Thursday, January 17, 2008

miracle of modern medicine marketing

Redeeming my $10 Award at Vitamin Shoppe last night (doing my part for the CRM side) I noticed this product displayed at the register. I'd just spent the day tweaking copy to adhere to FDA guidelines which are impressively strict regarding pharmaceuticals--the drug I was writing about actually does work for most people, but because 1 person in 100 might not find it effective I must say "may result in the appearance of symptom relief" instead of "will relieve symptoms."

So how can a medicine get away with an unequivocal promise to relieve jet lag entirely?

Because technically, it's not a drug. It's a homeopathic medicine. Advertisers don't have to prove that their homeopathic remedies actually work. They only have to show that their remedy has a history of being used to treat a condition. The FDA allows homeopathic products to be sold as long as specific health claims are not made in advertising or on product labels.

It appears as if No-Jet-Lag is promising no jet lag, but according to FDA guidelines, it isn't. No-Jet-Lag isn't a claim, it's the name of the product.
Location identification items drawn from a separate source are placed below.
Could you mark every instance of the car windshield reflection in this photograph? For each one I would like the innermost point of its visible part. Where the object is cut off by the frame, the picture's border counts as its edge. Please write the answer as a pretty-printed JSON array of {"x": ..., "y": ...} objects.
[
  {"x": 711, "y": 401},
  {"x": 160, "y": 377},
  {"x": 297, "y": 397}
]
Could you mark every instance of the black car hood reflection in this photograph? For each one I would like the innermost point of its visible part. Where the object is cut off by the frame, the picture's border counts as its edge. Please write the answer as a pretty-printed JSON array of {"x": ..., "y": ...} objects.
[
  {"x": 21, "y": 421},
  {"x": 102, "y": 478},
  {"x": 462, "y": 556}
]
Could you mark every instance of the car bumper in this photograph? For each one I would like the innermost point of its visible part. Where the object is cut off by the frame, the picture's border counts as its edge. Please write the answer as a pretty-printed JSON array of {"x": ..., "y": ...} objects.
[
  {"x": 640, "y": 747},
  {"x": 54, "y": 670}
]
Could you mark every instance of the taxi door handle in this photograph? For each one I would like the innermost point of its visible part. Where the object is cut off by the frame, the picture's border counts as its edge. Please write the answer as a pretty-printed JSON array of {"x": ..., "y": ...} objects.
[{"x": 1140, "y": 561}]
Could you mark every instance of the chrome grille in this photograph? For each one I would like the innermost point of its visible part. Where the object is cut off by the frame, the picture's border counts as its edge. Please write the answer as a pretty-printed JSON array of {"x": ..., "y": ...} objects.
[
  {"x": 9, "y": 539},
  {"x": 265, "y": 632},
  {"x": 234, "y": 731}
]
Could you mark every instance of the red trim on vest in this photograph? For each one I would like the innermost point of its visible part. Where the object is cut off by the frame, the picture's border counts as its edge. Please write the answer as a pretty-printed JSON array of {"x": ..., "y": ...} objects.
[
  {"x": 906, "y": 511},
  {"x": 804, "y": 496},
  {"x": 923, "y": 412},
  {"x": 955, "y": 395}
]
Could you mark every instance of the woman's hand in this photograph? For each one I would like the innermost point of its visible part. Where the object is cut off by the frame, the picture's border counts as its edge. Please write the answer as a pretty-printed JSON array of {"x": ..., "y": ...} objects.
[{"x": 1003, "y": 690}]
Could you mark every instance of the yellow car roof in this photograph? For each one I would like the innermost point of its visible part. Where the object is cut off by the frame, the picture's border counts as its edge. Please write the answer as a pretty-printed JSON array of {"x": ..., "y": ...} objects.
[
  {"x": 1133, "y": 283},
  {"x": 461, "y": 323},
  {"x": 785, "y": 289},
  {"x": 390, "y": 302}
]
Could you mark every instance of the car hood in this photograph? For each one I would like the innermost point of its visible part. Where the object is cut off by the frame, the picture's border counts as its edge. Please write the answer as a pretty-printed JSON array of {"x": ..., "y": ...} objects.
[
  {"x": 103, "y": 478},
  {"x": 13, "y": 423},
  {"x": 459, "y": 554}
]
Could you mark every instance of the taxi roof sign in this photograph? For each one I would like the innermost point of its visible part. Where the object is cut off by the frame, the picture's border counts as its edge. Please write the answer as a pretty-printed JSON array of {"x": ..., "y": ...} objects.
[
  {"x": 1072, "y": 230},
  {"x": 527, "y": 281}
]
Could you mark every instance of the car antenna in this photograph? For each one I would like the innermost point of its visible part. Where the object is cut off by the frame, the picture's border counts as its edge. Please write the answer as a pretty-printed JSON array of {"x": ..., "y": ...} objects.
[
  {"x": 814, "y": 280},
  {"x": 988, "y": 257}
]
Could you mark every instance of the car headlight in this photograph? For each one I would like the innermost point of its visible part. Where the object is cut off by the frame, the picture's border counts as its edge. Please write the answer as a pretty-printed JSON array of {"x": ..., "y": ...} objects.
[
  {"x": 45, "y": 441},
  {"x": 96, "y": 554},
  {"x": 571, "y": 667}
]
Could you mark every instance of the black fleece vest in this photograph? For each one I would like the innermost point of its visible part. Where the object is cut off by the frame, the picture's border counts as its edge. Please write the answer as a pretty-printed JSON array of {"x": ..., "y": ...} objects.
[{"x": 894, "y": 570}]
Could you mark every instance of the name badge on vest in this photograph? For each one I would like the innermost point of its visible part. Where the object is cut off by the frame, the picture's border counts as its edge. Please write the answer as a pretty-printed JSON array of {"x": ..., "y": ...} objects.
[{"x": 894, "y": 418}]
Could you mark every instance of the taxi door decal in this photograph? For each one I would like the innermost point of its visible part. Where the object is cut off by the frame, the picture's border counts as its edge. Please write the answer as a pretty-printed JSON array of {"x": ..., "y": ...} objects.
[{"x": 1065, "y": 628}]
On the back of the package, product copy states it's "for the relief of tiredness associated with air travel." But my guess is, if No-Jet-Lag was regulated as other medicines are, they'd be prohibited from making their name a product-promise that's printed no less than eight times in huge type on a package the size of a box of Chiclets.

Impulsively,(it might work!) I threw a pack in my bag and was stunned that it added $11.99 to the bill. Whoever's making this stuff must be raking it in.

When I got home, I looked up the manufacturer on the web. Miers Laboratories is in New Zealand where it makes an array of other miracle medicines, too: Drink Ease, for hangovers. Femme Ease which somehow relieves not only menstrual problems, but infections, PMS, even fibroids. And No-Shift-Lag which purports to relieve night shift workers of increased irritability, moodiness, sensitivity, defensiveness, forgetfulness and/or constipation that comes from late shifts.

They don't sell that one here. But you could probably web order.


Irene Done said...

Is this the same loophole situation that allows all those male enhancement remedies to advertise? Enzyte's "Bob" campaign is hilarious but the claims are hilariously outlandish. Last I read, Enzyte's maker was being sued for mail fraud -- but not for lying in an ad.

Alan Wolk said...

It is amazing how overregulated the pharma industry is -though those "fair balance" warnings have become wallpaper we just tune out, so how effective are they really?